Yehudah is the original Hebrew form of Judah, meaning “praised” or “thanksgiving.”
Yehudah is the original Hebrew form of one of history's most consequential names. It derives from the root yadah, meaning to praise, to give thanks, or to acknowledge — so Yehudah is often translated as "praised one" or "let God be praised." In Genesis, Leah names her fourth son this way, saying she will now praise the Lord.
That son becomes the patriarch of the tribe of Judah, from which the Davidic royal line descends, and from which the name of an entire people — Yehudim, Jews — eventually derives. Few names carry a heavier civilizational freight.

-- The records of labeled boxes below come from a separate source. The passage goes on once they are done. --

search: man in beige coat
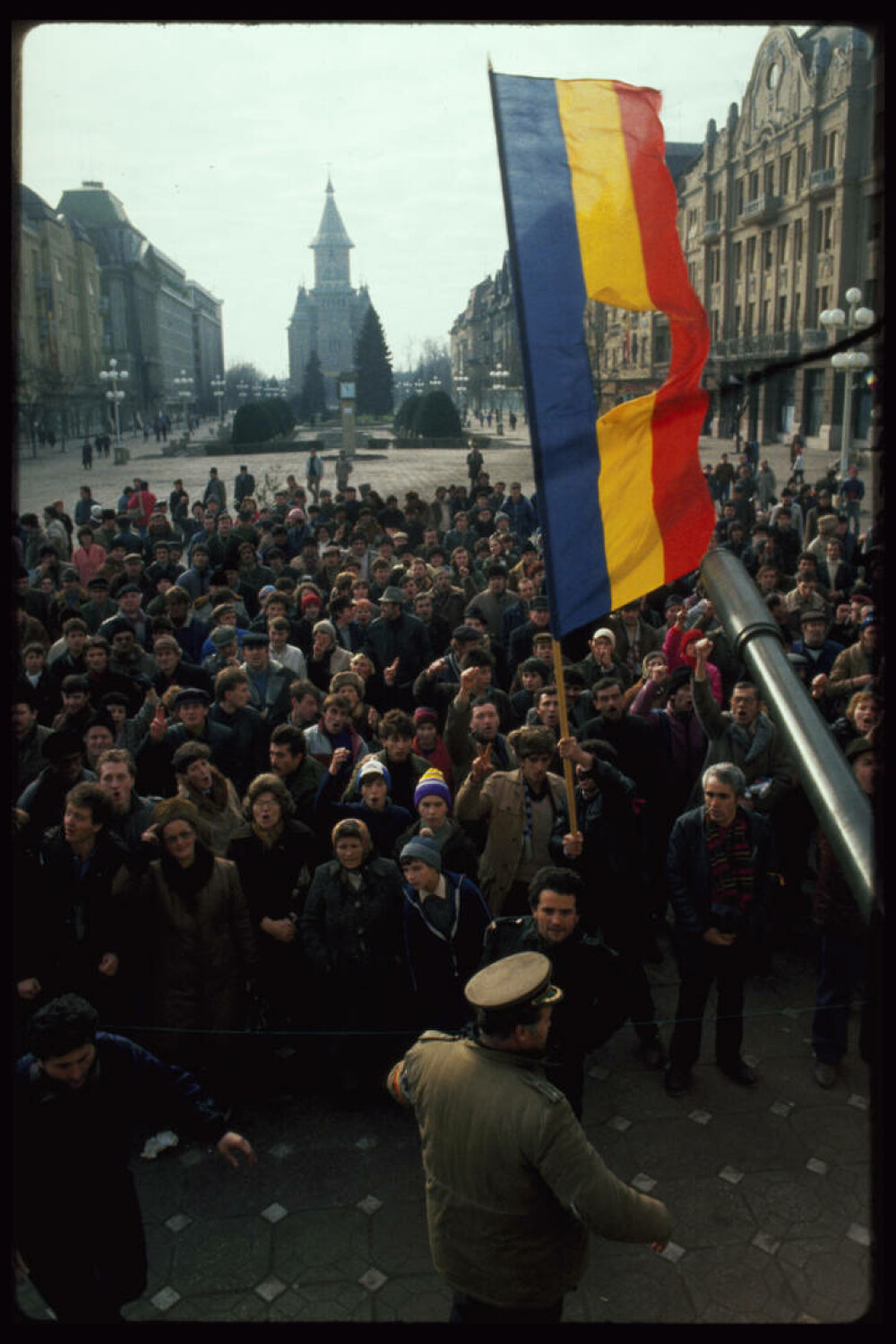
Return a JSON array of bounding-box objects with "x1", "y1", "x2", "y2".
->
[
  {"x1": 387, "y1": 952, "x2": 670, "y2": 1325},
  {"x1": 454, "y1": 728, "x2": 582, "y2": 918}
]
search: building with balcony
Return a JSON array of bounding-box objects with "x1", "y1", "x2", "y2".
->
[
  {"x1": 677, "y1": 24, "x2": 883, "y2": 449},
  {"x1": 16, "y1": 185, "x2": 102, "y2": 435},
  {"x1": 452, "y1": 144, "x2": 702, "y2": 414},
  {"x1": 59, "y1": 182, "x2": 224, "y2": 425}
]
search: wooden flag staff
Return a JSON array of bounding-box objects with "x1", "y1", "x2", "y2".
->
[{"x1": 551, "y1": 637, "x2": 576, "y2": 835}]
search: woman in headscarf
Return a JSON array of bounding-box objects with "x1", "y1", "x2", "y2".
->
[
  {"x1": 227, "y1": 774, "x2": 325, "y2": 1027},
  {"x1": 301, "y1": 817, "x2": 407, "y2": 1093},
  {"x1": 138, "y1": 798, "x2": 256, "y2": 1101}
]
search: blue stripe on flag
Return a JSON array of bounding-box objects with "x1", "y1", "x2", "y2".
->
[{"x1": 492, "y1": 74, "x2": 610, "y2": 636}]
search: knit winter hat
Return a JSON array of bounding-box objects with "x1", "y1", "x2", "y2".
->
[
  {"x1": 399, "y1": 836, "x2": 442, "y2": 873},
  {"x1": 414, "y1": 769, "x2": 452, "y2": 808},
  {"x1": 591, "y1": 626, "x2": 616, "y2": 650},
  {"x1": 358, "y1": 761, "x2": 392, "y2": 789}
]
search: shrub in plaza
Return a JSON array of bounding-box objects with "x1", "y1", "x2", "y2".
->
[
  {"x1": 231, "y1": 402, "x2": 280, "y2": 445},
  {"x1": 411, "y1": 389, "x2": 462, "y2": 438}
]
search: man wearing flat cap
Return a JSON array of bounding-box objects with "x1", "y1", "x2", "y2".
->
[
  {"x1": 361, "y1": 585, "x2": 433, "y2": 712},
  {"x1": 135, "y1": 687, "x2": 239, "y2": 798},
  {"x1": 387, "y1": 952, "x2": 670, "y2": 1325},
  {"x1": 243, "y1": 631, "x2": 294, "y2": 728}
]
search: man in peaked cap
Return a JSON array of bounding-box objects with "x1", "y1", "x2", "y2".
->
[{"x1": 387, "y1": 952, "x2": 670, "y2": 1325}]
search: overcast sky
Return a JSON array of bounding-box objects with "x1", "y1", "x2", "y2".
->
[{"x1": 22, "y1": 23, "x2": 802, "y2": 376}]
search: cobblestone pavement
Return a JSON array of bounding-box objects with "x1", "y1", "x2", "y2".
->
[
  {"x1": 12, "y1": 425, "x2": 871, "y2": 523},
  {"x1": 20, "y1": 946, "x2": 874, "y2": 1324}
]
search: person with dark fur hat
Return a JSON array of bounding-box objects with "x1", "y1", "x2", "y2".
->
[
  {"x1": 455, "y1": 728, "x2": 582, "y2": 916},
  {"x1": 12, "y1": 995, "x2": 255, "y2": 1327}
]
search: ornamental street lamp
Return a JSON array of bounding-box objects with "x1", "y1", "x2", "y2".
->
[
  {"x1": 172, "y1": 368, "x2": 194, "y2": 433},
  {"x1": 489, "y1": 360, "x2": 511, "y2": 435},
  {"x1": 820, "y1": 285, "x2": 874, "y2": 478},
  {"x1": 210, "y1": 374, "x2": 227, "y2": 425},
  {"x1": 99, "y1": 359, "x2": 127, "y2": 457},
  {"x1": 454, "y1": 374, "x2": 470, "y2": 425}
]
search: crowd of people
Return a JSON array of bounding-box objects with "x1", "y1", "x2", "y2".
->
[{"x1": 12, "y1": 453, "x2": 884, "y2": 1115}]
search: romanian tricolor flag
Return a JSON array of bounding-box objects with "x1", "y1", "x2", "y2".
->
[{"x1": 490, "y1": 74, "x2": 715, "y2": 636}]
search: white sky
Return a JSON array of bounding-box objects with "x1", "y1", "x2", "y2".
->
[{"x1": 22, "y1": 23, "x2": 802, "y2": 376}]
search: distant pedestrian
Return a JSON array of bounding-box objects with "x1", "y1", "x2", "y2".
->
[
  {"x1": 305, "y1": 448, "x2": 323, "y2": 504},
  {"x1": 793, "y1": 448, "x2": 806, "y2": 486}
]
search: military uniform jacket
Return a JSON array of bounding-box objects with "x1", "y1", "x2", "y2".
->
[{"x1": 392, "y1": 1032, "x2": 670, "y2": 1308}]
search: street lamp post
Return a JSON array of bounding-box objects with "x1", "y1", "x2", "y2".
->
[
  {"x1": 820, "y1": 285, "x2": 874, "y2": 480},
  {"x1": 99, "y1": 359, "x2": 127, "y2": 462},
  {"x1": 211, "y1": 374, "x2": 227, "y2": 425},
  {"x1": 172, "y1": 368, "x2": 194, "y2": 438},
  {"x1": 489, "y1": 360, "x2": 511, "y2": 435},
  {"x1": 454, "y1": 374, "x2": 470, "y2": 425}
]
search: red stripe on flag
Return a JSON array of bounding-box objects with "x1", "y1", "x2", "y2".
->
[{"x1": 616, "y1": 82, "x2": 715, "y2": 582}]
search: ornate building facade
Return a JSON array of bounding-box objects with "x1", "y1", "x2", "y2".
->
[
  {"x1": 53, "y1": 182, "x2": 224, "y2": 425},
  {"x1": 452, "y1": 24, "x2": 884, "y2": 449},
  {"x1": 452, "y1": 144, "x2": 700, "y2": 413},
  {"x1": 288, "y1": 177, "x2": 371, "y2": 406},
  {"x1": 678, "y1": 24, "x2": 883, "y2": 449},
  {"x1": 17, "y1": 185, "x2": 102, "y2": 435}
]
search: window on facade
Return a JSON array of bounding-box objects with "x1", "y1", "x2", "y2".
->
[
  {"x1": 734, "y1": 244, "x2": 745, "y2": 280},
  {"x1": 797, "y1": 145, "x2": 806, "y2": 191}
]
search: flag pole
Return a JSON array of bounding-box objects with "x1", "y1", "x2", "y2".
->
[{"x1": 551, "y1": 636, "x2": 576, "y2": 835}]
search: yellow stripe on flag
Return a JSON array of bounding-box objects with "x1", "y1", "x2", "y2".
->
[
  {"x1": 556, "y1": 80, "x2": 654, "y2": 311},
  {"x1": 598, "y1": 394, "x2": 667, "y2": 610}
]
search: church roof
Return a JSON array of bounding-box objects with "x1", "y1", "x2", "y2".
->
[{"x1": 307, "y1": 177, "x2": 355, "y2": 247}]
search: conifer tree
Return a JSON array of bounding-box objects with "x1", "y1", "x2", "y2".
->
[
  {"x1": 355, "y1": 306, "x2": 392, "y2": 416},
  {"x1": 299, "y1": 349, "x2": 326, "y2": 419}
]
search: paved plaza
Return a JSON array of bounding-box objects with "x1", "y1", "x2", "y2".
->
[
  {"x1": 20, "y1": 945, "x2": 874, "y2": 1324},
  {"x1": 19, "y1": 432, "x2": 882, "y2": 1324},
  {"x1": 10, "y1": 424, "x2": 872, "y2": 535}
]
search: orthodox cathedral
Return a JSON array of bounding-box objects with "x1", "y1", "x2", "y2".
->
[{"x1": 288, "y1": 177, "x2": 371, "y2": 406}]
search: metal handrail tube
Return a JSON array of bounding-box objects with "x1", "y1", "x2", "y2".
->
[{"x1": 700, "y1": 551, "x2": 874, "y2": 924}]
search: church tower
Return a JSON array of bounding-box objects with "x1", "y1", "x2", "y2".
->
[{"x1": 289, "y1": 177, "x2": 371, "y2": 408}]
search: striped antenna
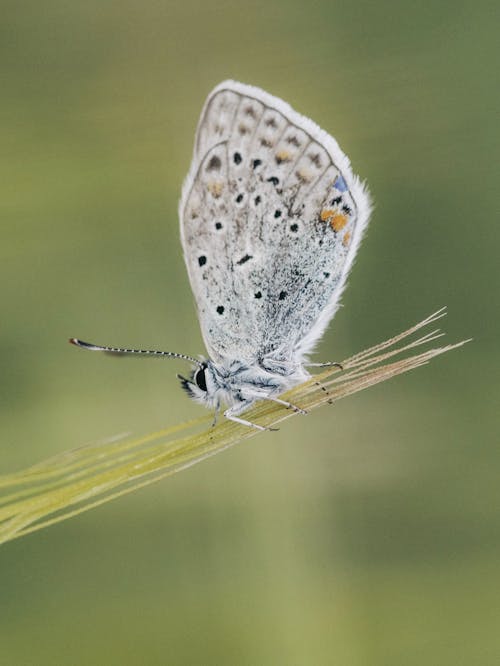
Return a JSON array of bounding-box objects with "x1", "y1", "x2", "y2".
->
[{"x1": 69, "y1": 338, "x2": 203, "y2": 368}]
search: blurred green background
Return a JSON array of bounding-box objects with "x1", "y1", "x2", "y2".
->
[{"x1": 0, "y1": 0, "x2": 500, "y2": 666}]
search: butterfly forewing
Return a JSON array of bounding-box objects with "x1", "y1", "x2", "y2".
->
[{"x1": 180, "y1": 82, "x2": 369, "y2": 364}]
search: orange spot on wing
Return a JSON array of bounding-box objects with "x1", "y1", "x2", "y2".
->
[{"x1": 330, "y1": 213, "x2": 347, "y2": 231}]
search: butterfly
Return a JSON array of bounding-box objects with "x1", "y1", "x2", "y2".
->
[{"x1": 70, "y1": 81, "x2": 371, "y2": 430}]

The name's most famous biblical bearer is Yehudah ben Ya'akov, the fourth son of Jacob, whose story in Genesis is surprisingly complex: he is the brother who suggests selling Joseph rather than killing him, who later offers himself as a slave to protect Benjamin, and whose transformation from self-interested schemer to self-sacrificing protector forms one of the Torah's most quietly moving character arcs.
Later bearers include Yehudah ha-Nasi, the rabbi who compiled the Mishnah in the second century CE — arguably the most influential act of Jewish literary preservation in history — and the medieval poet and philosopher Yehudah Halevi, whose verse still resonates across nine centuries. In modern Israel, Yehuda (the Israeli Hebrew form) is a common given name, while diaspora communities often use the anglicized Judah or the Greek-derived Jude. The original Yehudah has seen renewed interest among families seeking deep Hebrew roots. It is a name that sounds like a prayer.